Sono dos Justos - Correspondente Internacional

Ele acordou assustado. Eram 3 horas da manhã. O pesadelo tinha sido terrível. Sua esposa segurava sua fria e suada mão. Agora acordada de vez depois de ouvir um grito de terror. Coisa não presenciada apesar dos 20 anos de convivência do casal.

Ele sentia seu coração batendo forte. Nunca tinha tido problemas cardíacos. Hoje porem sentiu uma dor que deveria ser muito parecida com o famoso e perigoso ataque cardíaco. Os batimentos fortes lembravam a bateria do seu grupo de Rock favorito. O grupo que acabou depois de não ter mais público com a invasão de musicas um pouco mais populares como hip-hop e a pop que surgiram com a queda do custo de produção. A chegada de computadores e sintetizadores são capazes de ajustar qualquer desafino no tom dos garotos e garotas da geração Y.

"E agora meu amor? Já melhorou?" Perguntou a esposa sempre dedicada e carinhosa.

Ele não falava nada. Ainda respirava ofegante. "Água. Água." Suplicou baixinho.

A esposa saiu correndo do quarto em direção à sua cozinha. Foi até a geladeira de aço inox tirar água no sistema automático. Pegou um copo no armário acima do reluzente back-splash instalado mês passado e que custou os olhos da cara. Tinha que colocar. Depois que viu tamanha beleza em uma visita na casa da amiga com quem pouco simpatizava, mas que visitava a cada duas semanas para colocar o papo em dia.

“Como pode ser?” Pensou ele. Sonho tão real... Ele ainda não acreditava no ocorrido.

Desde criança sonhava corriqueiramente. Sem maiores paranóias ou problemas Freudianos.

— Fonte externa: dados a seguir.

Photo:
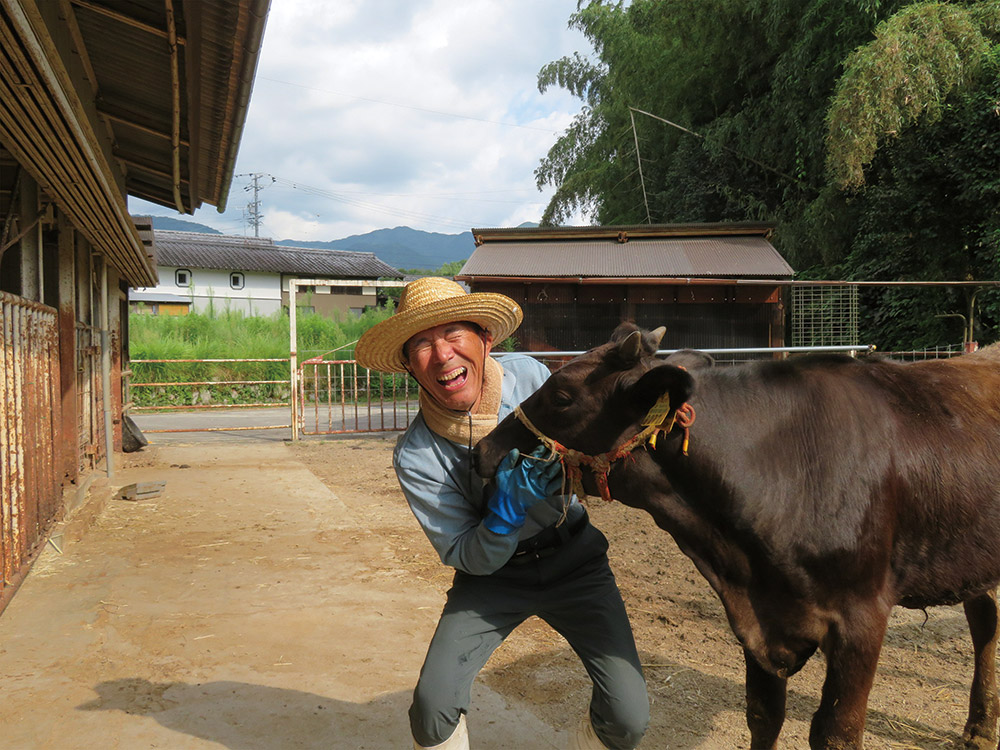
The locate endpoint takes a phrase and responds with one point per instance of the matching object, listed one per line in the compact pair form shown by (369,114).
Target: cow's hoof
(979,738)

As vezes dava sorte e tinha excelentes sonhos molhados. Na maioria das vezes os sonhos eram ingênuos e irrelevantes. Não era de ler muito, mas sabia e conversava sobre tudo. Se considerava um cara normal. Normalmente não lembrava o que sonhara m
as este sonho tinha sido diferente e impactaria o destino de sua família. Sua empresa. Seus filhos. Seu País.

Teria que contar para sua mulher? Como explicar a situação? Ela analisaria o sonho. Imaginaria coisas. Com os anos de convivência tinha que ter cuidado. Ela desconfiaria se não falasse a verdade? Seria parecido quando ele teve que omitir a divida no Banco? Ou a possibilidade de perder o Apto de luxo devido aquele investimento errado na Bolsa reflexo de uma dica do seu melhor amigo? Não sabia o que pensar.

Eles tinham um sobrenome forte na atual sociedade local. Característica pessoal mais conhecida era sua sobriedade em momentos difíceis. Aprendeu a gostar de vinhos para entrar em um grupo de amigos cultos. De vez em quando se dava o luxo de escolher o vinho nos jantares. Não arriscava e escolhia o mais caro. Ainda mais quando sabia que dividiriam a conta. "Este italiano é ótimo. Tomamos na nossa última viagem aos Países Nórdicos.” Essa é a nova tendência… já que Roma e Paris para ele, virara coisa de Chineses.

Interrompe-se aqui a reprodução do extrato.